Cérémonie de signature du partenariat technique entre Elecam et le système des Nations Unies au Cameroun. Archives Elecam

Élections 2025 : quand ELECAM invite l’ONU à superviser la démocratie camerounaise

Elections Cameroon (ELECAM), organe en charge de l’organisation des élections au Cameroun, a signé le 9 mai 2025 à Yaoundé, un projet d’assistance technique électorale avec le système des Nations Unies. Le but est de soutenir le cycle électoral 2025-2027. Ce partenariat scellé en présence de plusieurs agences onusiennes, marque une étape majeure dans la préparation du scrutin présidentiel d’octobre prochain. Mais il soulève également une série de questions géopolitiques, diplomatiques et institutionnelles cruciales tant sur le plan national qu’international.

Cérémonie de signature du partenariat technique entre Elecam et le système des Nations Unies au Cameroun. Archives Elecam

Officiellement, cette coopération ELECAM-ONU, vise à renforcer la transparence, la paix et la crédibilité du processus électoral en ligne avec les recommandations issues de la mission d’évaluation de l’ONU conduite en juillet 2024. Les agences impliquées, telles que le PNUD, ONU-FEMMES, l’UNESCO ou encore le HCNH, s’engagent à mettre à disposition leur expertise technique dans un cadre « entièrement financé par le Trésor public » selon le communiqué officiel.

Cependant, derrière ce langage diplomatique se cache une profonde controverse. De nombreuses formations politiques de l’opposition (MRC, PURS) et organisations de la société civile dénoncent un manque total d’inclusivité dans la démarche. Aucun débat public n’a été organisé en amont. Les partis politiques n’ont pas été consultés alors même que la liste électorale nationale attendue de toute urgence à cinq mois de la présidentielle reste toujours non publiée par ELECAM. Un climat d’opacité qui nourrit les soupçons sur les intentions réelles de l’organe électoral suppose être indépendant.

L’implication directe du système des Nations Unies interroge aussi sur le niveau d’autonomie démocratique du Cameroun. L’ONU, dont le rôle dans la crise post-électorale en Côte d’Ivoire (2010-2011) reste dans toutes les mémoires africaines, apparaît ici comme un garant externe d’un processus interne qui, en principe, devrait relever de la souveraineté nationale.

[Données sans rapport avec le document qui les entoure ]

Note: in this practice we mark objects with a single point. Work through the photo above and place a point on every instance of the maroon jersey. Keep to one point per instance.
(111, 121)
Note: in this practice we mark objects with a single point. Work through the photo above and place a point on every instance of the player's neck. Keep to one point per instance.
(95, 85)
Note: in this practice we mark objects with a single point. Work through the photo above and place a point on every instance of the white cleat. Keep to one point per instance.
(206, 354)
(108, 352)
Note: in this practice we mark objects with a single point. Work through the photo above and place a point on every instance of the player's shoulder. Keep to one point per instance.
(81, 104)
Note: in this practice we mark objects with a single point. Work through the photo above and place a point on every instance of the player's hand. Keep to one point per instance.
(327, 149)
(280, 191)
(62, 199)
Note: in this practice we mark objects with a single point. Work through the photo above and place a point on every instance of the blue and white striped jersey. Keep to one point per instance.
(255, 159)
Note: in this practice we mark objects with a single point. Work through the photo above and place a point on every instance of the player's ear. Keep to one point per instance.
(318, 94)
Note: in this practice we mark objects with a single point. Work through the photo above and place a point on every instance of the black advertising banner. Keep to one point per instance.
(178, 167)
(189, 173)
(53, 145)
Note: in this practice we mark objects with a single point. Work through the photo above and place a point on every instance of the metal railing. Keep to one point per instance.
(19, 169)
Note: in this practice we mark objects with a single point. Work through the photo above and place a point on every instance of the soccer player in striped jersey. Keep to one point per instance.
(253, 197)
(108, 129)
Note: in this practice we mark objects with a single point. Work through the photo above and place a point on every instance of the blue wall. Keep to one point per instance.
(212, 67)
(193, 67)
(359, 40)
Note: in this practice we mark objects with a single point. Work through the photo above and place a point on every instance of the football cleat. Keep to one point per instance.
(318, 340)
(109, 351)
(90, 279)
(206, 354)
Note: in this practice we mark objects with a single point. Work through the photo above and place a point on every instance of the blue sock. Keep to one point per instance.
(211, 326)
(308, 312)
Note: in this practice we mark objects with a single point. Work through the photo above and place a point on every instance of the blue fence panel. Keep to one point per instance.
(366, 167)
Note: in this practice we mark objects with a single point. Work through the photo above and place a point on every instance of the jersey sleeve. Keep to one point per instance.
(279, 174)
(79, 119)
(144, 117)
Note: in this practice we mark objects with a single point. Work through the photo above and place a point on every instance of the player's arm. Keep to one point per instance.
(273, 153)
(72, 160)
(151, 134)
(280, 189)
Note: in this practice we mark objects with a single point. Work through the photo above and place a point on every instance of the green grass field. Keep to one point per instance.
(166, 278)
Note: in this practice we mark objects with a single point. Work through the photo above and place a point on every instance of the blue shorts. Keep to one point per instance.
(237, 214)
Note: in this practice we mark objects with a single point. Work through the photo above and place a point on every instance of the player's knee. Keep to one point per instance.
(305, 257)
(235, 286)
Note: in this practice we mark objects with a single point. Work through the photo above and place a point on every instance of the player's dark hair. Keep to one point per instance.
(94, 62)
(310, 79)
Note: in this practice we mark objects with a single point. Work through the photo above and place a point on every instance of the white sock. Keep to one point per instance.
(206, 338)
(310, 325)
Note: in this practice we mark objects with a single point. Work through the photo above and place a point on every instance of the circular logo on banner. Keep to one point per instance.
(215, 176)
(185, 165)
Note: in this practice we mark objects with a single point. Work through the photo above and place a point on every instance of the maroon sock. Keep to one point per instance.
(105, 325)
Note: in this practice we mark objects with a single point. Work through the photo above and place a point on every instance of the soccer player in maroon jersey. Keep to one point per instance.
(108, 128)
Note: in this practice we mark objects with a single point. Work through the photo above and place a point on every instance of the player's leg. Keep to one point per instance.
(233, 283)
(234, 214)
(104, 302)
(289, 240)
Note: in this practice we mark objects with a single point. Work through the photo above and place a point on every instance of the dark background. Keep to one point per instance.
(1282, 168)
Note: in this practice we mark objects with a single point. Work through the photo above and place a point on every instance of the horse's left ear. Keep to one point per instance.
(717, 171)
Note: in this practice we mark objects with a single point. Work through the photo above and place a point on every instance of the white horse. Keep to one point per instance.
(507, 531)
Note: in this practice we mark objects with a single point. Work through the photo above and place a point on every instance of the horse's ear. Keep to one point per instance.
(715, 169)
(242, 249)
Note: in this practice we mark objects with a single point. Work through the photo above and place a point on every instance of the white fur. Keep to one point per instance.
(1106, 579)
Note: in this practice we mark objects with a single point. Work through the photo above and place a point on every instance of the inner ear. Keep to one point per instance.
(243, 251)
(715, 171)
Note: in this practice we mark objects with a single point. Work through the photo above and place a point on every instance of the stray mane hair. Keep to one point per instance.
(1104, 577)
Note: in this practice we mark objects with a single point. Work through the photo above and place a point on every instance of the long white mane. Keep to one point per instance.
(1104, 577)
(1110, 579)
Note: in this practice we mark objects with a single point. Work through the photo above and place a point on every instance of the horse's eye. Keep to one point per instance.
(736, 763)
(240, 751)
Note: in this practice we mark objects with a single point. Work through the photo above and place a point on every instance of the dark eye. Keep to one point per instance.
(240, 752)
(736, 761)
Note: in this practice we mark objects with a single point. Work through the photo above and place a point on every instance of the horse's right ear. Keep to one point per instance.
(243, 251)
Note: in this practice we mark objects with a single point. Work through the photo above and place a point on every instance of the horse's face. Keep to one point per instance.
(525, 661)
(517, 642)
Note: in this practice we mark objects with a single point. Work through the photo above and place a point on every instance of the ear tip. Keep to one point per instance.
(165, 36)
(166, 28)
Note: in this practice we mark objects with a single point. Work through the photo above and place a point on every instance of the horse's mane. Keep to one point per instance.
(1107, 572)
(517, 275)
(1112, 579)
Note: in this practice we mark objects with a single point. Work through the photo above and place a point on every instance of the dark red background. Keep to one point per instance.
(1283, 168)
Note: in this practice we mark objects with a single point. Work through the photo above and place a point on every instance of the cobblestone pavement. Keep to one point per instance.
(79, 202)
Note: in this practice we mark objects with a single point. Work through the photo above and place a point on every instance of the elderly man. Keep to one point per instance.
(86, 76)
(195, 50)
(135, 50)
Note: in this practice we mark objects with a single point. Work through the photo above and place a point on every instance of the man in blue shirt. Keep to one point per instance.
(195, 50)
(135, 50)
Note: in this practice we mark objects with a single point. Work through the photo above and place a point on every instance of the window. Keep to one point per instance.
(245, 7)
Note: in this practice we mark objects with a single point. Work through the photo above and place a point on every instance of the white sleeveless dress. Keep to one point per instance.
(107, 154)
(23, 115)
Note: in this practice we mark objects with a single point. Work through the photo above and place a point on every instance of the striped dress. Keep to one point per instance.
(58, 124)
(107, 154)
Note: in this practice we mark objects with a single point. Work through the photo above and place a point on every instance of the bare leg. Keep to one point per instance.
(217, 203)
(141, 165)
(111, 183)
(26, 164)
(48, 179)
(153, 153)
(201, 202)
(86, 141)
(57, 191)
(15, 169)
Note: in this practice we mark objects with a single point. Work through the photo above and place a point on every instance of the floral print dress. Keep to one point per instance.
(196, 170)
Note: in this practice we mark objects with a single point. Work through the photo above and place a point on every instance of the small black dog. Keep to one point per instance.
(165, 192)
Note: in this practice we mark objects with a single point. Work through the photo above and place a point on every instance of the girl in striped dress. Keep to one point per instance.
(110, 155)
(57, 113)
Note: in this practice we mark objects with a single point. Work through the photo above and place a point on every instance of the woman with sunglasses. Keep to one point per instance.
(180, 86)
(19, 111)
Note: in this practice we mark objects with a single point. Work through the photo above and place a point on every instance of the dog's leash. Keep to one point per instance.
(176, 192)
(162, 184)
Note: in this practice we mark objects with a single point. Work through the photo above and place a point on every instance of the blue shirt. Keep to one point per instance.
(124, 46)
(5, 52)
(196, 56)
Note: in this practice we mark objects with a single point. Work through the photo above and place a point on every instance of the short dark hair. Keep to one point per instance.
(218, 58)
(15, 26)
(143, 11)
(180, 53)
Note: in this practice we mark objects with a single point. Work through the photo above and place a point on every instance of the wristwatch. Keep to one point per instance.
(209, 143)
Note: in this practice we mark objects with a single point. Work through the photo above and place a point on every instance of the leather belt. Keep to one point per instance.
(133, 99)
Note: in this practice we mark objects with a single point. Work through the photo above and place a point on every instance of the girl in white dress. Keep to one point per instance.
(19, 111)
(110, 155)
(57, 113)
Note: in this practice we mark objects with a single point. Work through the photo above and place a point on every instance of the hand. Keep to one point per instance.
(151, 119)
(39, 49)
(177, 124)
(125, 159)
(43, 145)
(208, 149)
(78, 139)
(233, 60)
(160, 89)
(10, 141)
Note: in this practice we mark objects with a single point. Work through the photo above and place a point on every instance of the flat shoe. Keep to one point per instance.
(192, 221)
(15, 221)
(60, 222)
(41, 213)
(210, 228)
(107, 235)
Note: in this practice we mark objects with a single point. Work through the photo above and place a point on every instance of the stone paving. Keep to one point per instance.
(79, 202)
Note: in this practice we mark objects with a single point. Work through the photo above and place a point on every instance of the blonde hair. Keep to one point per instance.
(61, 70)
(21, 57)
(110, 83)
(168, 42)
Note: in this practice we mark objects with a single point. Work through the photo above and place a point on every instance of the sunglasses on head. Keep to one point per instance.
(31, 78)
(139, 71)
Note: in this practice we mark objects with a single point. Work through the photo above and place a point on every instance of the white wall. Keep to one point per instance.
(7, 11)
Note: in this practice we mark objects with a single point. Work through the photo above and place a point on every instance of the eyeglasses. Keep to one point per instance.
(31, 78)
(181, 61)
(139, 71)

La présence accrue des institutions internationales dans la gestion des affaires électorales nationales pourrait être interprétée comme un aveu d’échec de la gouvernance locale et une ouverture à une forme de diplomatie d’influence.

Communiqué ELECAM

Sur le plan géostratégique, le partenariat soulève la question d’un possible rééquilibrage des alliances. Le Cameroun, longtemps réticent à toute ingérence étrangère, semble désormais ouvrir la porte à un modèle de supervision internationale de ses processus démocratiques. Toute chose qui peut être lue par certains acteurs comme un signal d’alignement sur les positions occidentales au moment même où le pays renforce ses liens sécuritaires et économiques avec des puissances comme la Chine, la Russie ou la Turquie.

L’initiative d’ELECAM pourrait à terme, fragiliser la crédibilité de l’organe électoral. Un organisme indépendant ne devrait-il pas prouver sa compétence nationale avant de recourir à une expertise extérieure ? autrefois, le Cameroun a connu une scène d’infiltration de faux agents électoraux de l’ONG Transparency International, orchestrée par le ministère en charge de l’administration territoriale. Aujourd’hui à quelques mois de l’élection présidentielle, cette décision peut donner l’impression que le Cameroun n’a pas confiance en ses propres institutions ouvrant ainsi la voie au trucage, à des contestations ou à une défiance populaire.

Ce partenariat, s’il est mal géré, peut constituer un facteur de crise post-électorale plutôt que de stabilité. Pour prévenir toute escalade, ELECAM gagnerait à rendre publique, la liste électorale nationale exigée par l’opinion nationale et à associer les acteurs politiques à toutes les phases techniques tout en clarifiant les limites de l’implication onusienne. La démocratie ne se décrète pas par les bailleurs, elle se construit par le peuple et pour le peuple.